I guess the thing is that i dont want exposure to play a roll in this. Or if i do, exposure has to the exact same in all shots. after showing people the problem, its been isolated to a developement only problem. 
I would rather fix the developer problem then over expose and underdevelope the film. 
As to my plan, i was just gonna develope the film in strips at different times keeping agitation and temp the same. as for compairing i was just gonna look at the numbers on the bottom of the film. (ilford also has little bar thingies on the edge of their film and the word Ilford) My understanding of it is, when a film is fully developed, those numbers along the bottom of the negative should be the blackest black. if the film is underdeveloped, those numbers will be somewhere around middle grey depending on the degree to which the film is underdeveloped. My plan is to look at my negs and when the numbers appear to get no darker as time is increased, IE neg developed for 14min has numbers as dark as neg developed for 15 min but nubmers developed at 13 min are not quite as dark. Ill then use this developement time as a starting point. 

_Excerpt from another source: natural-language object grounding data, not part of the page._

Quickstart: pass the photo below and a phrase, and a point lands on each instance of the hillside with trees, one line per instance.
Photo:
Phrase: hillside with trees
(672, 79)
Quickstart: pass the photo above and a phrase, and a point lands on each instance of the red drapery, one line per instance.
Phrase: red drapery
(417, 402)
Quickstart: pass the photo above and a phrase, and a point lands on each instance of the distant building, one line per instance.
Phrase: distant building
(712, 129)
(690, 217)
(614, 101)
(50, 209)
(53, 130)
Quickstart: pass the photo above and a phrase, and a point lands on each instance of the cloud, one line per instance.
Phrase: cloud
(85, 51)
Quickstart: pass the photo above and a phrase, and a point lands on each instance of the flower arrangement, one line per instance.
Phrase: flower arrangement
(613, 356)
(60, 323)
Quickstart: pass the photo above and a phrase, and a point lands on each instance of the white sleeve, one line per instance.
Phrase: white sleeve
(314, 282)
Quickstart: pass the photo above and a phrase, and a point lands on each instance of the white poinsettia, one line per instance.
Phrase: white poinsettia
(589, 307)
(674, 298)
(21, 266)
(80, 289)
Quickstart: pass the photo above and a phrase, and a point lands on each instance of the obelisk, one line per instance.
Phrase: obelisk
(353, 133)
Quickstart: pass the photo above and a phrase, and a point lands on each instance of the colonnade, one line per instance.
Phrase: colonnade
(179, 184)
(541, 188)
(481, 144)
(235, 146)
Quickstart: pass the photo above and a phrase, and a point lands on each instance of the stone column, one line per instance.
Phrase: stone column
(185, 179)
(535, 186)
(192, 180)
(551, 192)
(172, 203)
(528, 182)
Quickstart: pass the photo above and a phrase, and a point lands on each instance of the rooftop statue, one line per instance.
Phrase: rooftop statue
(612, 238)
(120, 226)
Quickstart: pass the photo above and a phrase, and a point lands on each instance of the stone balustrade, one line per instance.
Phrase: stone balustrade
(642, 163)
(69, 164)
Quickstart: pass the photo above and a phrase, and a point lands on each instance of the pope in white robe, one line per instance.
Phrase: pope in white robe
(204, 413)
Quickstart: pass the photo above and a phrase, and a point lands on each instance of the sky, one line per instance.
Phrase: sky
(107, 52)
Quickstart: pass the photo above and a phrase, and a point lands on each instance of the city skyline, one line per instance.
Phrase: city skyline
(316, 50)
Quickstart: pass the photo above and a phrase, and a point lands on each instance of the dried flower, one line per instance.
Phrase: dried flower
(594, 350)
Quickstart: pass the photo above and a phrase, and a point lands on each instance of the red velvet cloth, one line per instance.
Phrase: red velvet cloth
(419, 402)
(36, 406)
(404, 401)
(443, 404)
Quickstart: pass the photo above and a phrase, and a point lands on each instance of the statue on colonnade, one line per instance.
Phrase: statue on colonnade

im quite frustrated by this, i shouldnt have to correct developement time by upwards of 5 minutes (iv'e increased developemet time by 30% and results were beter but still to thin) and i shouldnt have to over expose my shots by 2 or more stops


----------



## ThomThomsk (Jan 26, 2007)

The second method I was talking about would allow you to check film speed and development time simultaneously, but there is no reason why you couldn't do the development tests on their own. Formal testing is a pain, and plenty of people manage perfectly well with trial and error, so having already added 30% to your development you could just try adding some more.

I've just looked at Ilford's suggested development times for PanF in stock Xtol, and at EI 50 they quote 6.75 minutes. Was that your starting point?


----------



## fightheheathens (Jan 26, 2007)

yeah, in stock xtol, i tried 7 min and then 10 min and both were underdeveloped though what was developed at 10 might be usable...
both rolls were exposed at EI 50


----------



## JamesD (Feb 1, 2007)

How are you agitating?


----------



## fightheheathens (Feb 1, 2007)

im doing 3 agitations every 30 seconds. I start with 30 seconds of continous agitation.
I've thought about doing more agitation but i havent gotten around to it.


----------



## JamesD (Feb 2, 2007)

Try increasing agitation to 5-7 vigorous inversions over a period of about 5 seconds, every 30 seconds.  I generally do 5 inversions, but I'm using TMax and Tri-X with TMax dev, so you might need a bit more.

Also, you might check your dev temperature a couple of times to make sure you're staying above 68 degrees.


----------



## Majik Imaje (Mar 3, 2007)

I doubt this has anything to do with agitation,  it sounds like more of a film speed issue and underdevelopment or a combination of each.

agitation can increase contrast, but the problem this person is experiencing is exactly the reason.. I stayed with Kodak only.!


time tested & approved by millions of photographers!


----------